Who’s Afraid of Title IX?
The attacks on Title IX undermine the struggle against campus sexual assault.

Betsy DeVos on February 23, 2017. Gage Skidmore / Flickr
A few years ago, a student of mine, Natalie Weill, and I won the first expulsion for rape in the history of the University of Wisconsin-Madison. During a harrowing process that ground on for six months, the Wisconsin deans insisted they had an official “philosophy” of not expelling rapists. Natalie and I entered a surreal labyrinth of institutional betrayal, cover-ups and attempts by the deans to silence and stall us. We won the expulsion only by tenaciously appealing to Natalie’s civil rights under Title IX, the landmark gender equity law.
In 2011 the Obama administration, shocked by sexual assault statistics, had sent a “Dear Colleague Letter” to campus administrators on how to comply with Title IX. But in September this year, Betsy DeVos, Trump’s education secretary, moved to rescind the Title IX protections, precisely those rights that allowed Natalie and countless others to continue their education without constantly facing their perpetrators on campus. Dana Bolger, co-founder of Know Your IX, warned that DeVos’s decision would leave survivors “virtually without protections on campus.”

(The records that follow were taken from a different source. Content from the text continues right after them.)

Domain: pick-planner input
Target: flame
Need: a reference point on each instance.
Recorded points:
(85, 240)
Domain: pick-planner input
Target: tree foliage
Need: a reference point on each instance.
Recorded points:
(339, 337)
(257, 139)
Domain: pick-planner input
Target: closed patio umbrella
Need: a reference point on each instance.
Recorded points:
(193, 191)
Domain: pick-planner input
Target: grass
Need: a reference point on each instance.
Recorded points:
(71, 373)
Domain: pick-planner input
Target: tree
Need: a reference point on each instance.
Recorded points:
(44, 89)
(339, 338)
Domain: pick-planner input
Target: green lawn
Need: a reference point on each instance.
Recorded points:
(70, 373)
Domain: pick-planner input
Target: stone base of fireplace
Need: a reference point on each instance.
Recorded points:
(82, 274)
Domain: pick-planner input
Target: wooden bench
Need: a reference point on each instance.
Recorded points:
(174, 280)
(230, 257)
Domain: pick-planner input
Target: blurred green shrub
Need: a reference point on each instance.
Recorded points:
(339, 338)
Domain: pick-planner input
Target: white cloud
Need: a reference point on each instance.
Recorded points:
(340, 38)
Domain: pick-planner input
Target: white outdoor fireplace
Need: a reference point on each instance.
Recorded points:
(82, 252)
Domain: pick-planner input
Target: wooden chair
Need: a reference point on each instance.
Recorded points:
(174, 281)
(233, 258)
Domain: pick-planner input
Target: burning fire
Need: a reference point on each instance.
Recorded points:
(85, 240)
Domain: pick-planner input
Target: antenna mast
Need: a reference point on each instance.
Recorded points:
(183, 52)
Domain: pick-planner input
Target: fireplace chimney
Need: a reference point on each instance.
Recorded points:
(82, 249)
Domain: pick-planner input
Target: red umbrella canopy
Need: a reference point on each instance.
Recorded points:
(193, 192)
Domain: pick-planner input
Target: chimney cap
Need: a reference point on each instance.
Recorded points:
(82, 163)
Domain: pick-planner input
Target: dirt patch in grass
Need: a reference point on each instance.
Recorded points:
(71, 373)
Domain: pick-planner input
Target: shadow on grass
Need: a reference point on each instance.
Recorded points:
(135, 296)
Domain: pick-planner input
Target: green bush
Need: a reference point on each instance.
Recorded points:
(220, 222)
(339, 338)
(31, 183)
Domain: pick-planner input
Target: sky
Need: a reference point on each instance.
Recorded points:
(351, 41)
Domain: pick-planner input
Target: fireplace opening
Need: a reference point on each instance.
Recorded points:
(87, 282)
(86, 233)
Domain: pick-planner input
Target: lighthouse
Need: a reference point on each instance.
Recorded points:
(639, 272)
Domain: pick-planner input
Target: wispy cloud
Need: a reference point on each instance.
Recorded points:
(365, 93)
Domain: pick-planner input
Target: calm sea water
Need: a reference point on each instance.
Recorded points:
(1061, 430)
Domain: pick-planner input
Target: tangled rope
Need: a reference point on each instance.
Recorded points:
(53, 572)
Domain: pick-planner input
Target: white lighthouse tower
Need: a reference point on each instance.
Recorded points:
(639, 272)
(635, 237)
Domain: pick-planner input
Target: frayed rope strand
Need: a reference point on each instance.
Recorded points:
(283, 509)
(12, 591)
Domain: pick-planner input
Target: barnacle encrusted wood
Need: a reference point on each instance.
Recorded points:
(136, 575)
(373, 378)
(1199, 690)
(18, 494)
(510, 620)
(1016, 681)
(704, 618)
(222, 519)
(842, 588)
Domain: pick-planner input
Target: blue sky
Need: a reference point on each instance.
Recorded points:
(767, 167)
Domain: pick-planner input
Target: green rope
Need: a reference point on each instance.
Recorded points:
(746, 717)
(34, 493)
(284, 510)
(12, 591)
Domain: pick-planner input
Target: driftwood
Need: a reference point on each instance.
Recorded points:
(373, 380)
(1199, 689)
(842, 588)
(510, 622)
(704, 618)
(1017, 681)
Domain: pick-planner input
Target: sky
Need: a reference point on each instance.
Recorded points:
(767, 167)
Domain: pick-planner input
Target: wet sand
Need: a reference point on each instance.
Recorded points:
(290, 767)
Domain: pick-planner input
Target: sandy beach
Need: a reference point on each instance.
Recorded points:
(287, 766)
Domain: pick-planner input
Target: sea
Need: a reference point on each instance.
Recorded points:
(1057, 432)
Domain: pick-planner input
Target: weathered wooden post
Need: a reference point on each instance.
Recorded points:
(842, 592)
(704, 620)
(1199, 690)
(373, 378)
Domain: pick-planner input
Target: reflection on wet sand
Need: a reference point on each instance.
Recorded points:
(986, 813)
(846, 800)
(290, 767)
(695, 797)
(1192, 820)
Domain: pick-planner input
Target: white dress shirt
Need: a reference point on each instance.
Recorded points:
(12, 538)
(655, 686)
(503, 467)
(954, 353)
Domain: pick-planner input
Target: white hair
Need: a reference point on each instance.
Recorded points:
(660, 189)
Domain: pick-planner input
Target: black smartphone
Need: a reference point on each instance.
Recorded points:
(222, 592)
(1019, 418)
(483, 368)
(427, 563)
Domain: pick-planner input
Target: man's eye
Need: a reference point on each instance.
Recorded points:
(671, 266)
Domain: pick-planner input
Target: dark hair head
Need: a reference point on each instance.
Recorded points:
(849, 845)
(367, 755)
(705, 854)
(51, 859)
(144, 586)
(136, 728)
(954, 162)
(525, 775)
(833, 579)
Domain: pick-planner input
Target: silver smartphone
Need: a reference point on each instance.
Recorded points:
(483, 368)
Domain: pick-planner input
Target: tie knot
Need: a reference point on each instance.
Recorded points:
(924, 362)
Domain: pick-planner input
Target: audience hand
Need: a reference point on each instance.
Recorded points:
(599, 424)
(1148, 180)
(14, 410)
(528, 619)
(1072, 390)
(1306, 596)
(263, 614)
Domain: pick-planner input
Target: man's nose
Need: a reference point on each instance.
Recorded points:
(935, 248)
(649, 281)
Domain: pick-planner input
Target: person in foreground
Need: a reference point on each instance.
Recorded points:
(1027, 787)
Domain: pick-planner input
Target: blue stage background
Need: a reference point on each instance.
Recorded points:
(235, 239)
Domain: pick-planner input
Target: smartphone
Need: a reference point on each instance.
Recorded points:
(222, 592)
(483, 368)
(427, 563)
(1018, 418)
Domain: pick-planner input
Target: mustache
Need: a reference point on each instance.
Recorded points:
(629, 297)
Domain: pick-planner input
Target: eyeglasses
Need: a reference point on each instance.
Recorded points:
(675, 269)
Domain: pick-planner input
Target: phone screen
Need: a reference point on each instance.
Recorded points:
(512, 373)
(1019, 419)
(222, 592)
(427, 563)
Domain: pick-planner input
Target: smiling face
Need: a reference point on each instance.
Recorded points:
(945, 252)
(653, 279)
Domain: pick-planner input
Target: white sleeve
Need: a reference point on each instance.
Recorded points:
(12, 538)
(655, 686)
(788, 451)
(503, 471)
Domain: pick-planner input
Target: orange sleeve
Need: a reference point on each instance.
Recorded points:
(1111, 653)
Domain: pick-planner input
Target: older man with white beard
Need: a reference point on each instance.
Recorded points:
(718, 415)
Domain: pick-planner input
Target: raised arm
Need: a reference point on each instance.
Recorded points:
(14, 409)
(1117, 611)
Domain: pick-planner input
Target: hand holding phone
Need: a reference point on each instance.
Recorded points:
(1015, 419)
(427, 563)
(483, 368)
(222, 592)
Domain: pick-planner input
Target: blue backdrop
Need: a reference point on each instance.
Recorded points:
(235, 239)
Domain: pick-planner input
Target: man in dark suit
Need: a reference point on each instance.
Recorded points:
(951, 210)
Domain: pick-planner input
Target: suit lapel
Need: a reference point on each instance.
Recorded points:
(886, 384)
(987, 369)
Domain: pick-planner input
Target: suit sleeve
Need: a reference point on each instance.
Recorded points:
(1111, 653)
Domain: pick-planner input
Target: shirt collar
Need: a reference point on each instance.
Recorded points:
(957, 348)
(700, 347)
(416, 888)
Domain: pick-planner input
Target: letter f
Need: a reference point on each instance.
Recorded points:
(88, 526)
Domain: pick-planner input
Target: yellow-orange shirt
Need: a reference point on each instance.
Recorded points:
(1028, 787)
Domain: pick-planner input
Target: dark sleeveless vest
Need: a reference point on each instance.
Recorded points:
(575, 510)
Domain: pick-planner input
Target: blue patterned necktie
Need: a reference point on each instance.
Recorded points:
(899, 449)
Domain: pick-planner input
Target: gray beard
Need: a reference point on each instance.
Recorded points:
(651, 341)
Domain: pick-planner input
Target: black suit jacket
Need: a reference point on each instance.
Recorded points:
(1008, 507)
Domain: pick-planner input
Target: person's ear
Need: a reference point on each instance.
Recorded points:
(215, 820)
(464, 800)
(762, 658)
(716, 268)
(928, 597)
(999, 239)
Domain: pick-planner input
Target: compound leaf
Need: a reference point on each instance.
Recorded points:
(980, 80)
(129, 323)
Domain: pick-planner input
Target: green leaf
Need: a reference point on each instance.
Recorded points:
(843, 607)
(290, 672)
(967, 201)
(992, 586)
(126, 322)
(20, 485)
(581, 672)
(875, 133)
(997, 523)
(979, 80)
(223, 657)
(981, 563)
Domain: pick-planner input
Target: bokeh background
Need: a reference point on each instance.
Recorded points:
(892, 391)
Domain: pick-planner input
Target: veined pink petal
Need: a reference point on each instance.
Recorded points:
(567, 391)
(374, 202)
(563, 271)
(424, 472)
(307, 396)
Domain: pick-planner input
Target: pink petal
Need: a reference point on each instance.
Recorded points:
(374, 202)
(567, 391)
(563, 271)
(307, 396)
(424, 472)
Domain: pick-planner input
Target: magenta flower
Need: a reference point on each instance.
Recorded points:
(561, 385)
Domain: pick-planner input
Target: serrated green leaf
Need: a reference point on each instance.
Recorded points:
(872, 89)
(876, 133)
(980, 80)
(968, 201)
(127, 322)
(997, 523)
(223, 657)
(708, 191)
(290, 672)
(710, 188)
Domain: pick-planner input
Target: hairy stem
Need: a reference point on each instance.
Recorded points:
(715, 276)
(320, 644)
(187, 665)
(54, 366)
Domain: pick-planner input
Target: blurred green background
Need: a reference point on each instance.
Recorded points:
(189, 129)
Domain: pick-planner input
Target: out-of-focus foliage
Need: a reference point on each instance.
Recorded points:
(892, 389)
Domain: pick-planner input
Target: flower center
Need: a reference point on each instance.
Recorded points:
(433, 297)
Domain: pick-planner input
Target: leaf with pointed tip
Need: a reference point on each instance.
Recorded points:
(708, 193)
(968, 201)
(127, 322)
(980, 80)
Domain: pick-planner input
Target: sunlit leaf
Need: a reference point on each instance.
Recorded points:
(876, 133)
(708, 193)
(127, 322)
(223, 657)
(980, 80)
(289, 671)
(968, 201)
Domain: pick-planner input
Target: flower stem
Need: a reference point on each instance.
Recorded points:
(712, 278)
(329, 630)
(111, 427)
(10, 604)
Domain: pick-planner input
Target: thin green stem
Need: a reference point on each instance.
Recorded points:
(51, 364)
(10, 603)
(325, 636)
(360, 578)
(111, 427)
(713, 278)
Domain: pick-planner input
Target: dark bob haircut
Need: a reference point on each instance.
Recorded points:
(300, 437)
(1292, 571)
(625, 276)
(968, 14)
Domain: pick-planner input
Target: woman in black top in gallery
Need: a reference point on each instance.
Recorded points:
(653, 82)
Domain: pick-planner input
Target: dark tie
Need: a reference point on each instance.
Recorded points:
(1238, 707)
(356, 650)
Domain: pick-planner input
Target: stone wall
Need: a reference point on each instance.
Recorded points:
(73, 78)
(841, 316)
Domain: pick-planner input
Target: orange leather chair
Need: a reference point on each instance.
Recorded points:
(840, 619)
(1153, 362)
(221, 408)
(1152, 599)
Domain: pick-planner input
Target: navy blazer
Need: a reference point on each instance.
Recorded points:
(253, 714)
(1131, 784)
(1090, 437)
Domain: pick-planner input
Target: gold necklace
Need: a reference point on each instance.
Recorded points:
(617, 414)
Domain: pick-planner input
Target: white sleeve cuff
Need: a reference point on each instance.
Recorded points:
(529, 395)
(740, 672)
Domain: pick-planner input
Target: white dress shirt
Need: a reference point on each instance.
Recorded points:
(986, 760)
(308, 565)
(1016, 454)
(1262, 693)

In a trenchant speech, DeVos argued that the Obama administration had used “intimidation and coercion” to force colleges to adopt measures that robbed accused students of their rights. Opponents of Title IX like DeVos persistently claim, without offering evidence, that Title IX is biased against the accused. But as Natalie and I discovered, the Wisconsin process was entirely biased in favor of the accused, the unequal rights codified in Chapter 17. As Dean Kevin Helmkamp admitted: “We are locked into a system that is about the rights of the accused.”